Tropical Storm Colin formed early Saturday morning just off the coast of South Carolina, becoming the third named storm of the 2022 Atlantic hurricane season and threatening to drown out outdoor activities for the weekend. July 4th long.
The storm, something unexpected, formed a few hours later Tropical Storm Bonnie landed in Nicaragua.
Colin was expected to move slowly through the Carolinas over the weekend. At 5 a.m. Eastern Saturday, it had maximum sustained winds of nearly 40 mph and was located just inland above South Carolina.
Forecasters warn that tropical storm conditions are expected to hit South Carolina Saturday morning, and into North Carolina Saturday morning through Sunday. Heavy rain is expected, with up to 4 inches in some areas.
A tropical storm warning is in effect from South Santee River, SC, to Duck, NC
Hurricane season has passed a few weeks in the Atlantic, after Tropical Storm Alex, was established on June 5 and moved to South Florida shortly thereafter. Alex was the first named storm to be predicted as an “above normal” hurricane season. according to the National Oceanic and Atmospheric Administration. If that prediction turns out to be true, 2022 will be the seventh consecutive year of an above-normal season.
This year, meteorologists predict the season – which runs until November 30 – will produce 14 to 21 named storms. Six to 10 of those are forecast to become hurricanes, and up to six of them are forecast to strengthen into major hurricanes, classified as Category 3 hurricanes with winds of at least 111 mph
Last year, there were 21 named storms, following 30 records in 2020. Over the past two years, meteorologists have exhausted the list of names used to identify hurricanes during the Atlantic hurricane season, another one-off event, in 2005.

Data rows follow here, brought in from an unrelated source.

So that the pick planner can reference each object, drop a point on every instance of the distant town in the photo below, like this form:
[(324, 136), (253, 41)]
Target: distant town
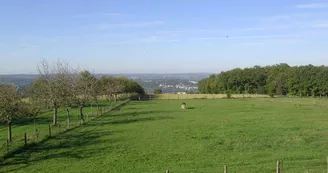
[(168, 83)]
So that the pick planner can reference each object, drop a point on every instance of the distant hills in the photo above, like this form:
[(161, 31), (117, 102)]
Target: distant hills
[(169, 83)]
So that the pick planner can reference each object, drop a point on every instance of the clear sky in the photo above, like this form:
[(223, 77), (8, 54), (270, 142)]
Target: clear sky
[(171, 36)]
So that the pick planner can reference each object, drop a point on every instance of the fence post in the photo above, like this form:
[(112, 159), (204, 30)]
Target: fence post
[(279, 166), (25, 140), (58, 128), (49, 130), (7, 145), (225, 169)]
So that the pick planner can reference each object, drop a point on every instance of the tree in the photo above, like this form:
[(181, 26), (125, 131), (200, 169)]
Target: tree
[(279, 79), (158, 91), (11, 106), (55, 87), (86, 86)]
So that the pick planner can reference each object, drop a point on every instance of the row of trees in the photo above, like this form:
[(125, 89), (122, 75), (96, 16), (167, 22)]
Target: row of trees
[(61, 86), (280, 79)]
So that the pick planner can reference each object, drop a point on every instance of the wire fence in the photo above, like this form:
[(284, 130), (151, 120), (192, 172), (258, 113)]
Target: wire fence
[(45, 131)]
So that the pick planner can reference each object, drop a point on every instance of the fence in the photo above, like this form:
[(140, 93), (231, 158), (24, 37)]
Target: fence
[(225, 169), (26, 139), (198, 96)]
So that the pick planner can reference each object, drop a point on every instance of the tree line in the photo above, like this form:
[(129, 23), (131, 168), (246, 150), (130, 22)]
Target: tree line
[(280, 79), (60, 86)]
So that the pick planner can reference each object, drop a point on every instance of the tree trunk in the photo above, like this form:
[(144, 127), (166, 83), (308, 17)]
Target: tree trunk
[(68, 119), (9, 132), (34, 125), (55, 117), (81, 113)]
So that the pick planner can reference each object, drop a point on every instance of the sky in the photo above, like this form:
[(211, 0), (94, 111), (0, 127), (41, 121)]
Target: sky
[(171, 36)]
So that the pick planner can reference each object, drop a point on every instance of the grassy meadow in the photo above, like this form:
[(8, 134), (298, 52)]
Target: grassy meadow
[(248, 135), (204, 96), (26, 125)]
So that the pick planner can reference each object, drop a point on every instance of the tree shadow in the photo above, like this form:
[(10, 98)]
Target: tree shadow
[(65, 145), (135, 113)]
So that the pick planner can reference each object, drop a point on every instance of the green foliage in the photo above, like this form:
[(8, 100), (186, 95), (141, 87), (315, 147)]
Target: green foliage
[(156, 135), (158, 91), (280, 79)]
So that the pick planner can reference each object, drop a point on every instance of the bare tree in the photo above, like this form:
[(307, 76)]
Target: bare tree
[(11, 106), (86, 90), (55, 87)]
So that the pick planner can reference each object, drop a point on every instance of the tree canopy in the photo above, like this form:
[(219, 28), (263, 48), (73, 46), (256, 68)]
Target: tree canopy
[(280, 79)]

The link between hurricanes and climate change is getting clearer every year. The data show that The storm has become stronger all over the world during the past four decades. A warming planet can expect stronger storms over time and a higher incidence of the strongest storms – although the total number of hurricanes could be reduced, because of factors such as shear strength. Stronger winds can prevent weaker storms from forming.
Hurricanes also become wetter due to more water vapor in the warmer atmosphere; Scientists have suggested storms like Hurricane Harvey in 2017 produces much more precipitation than would otherwise be possible for the human impact on the climate. In addition, rising sea levels also contribute to higher tides – the most destructive factor of tropical cyclones.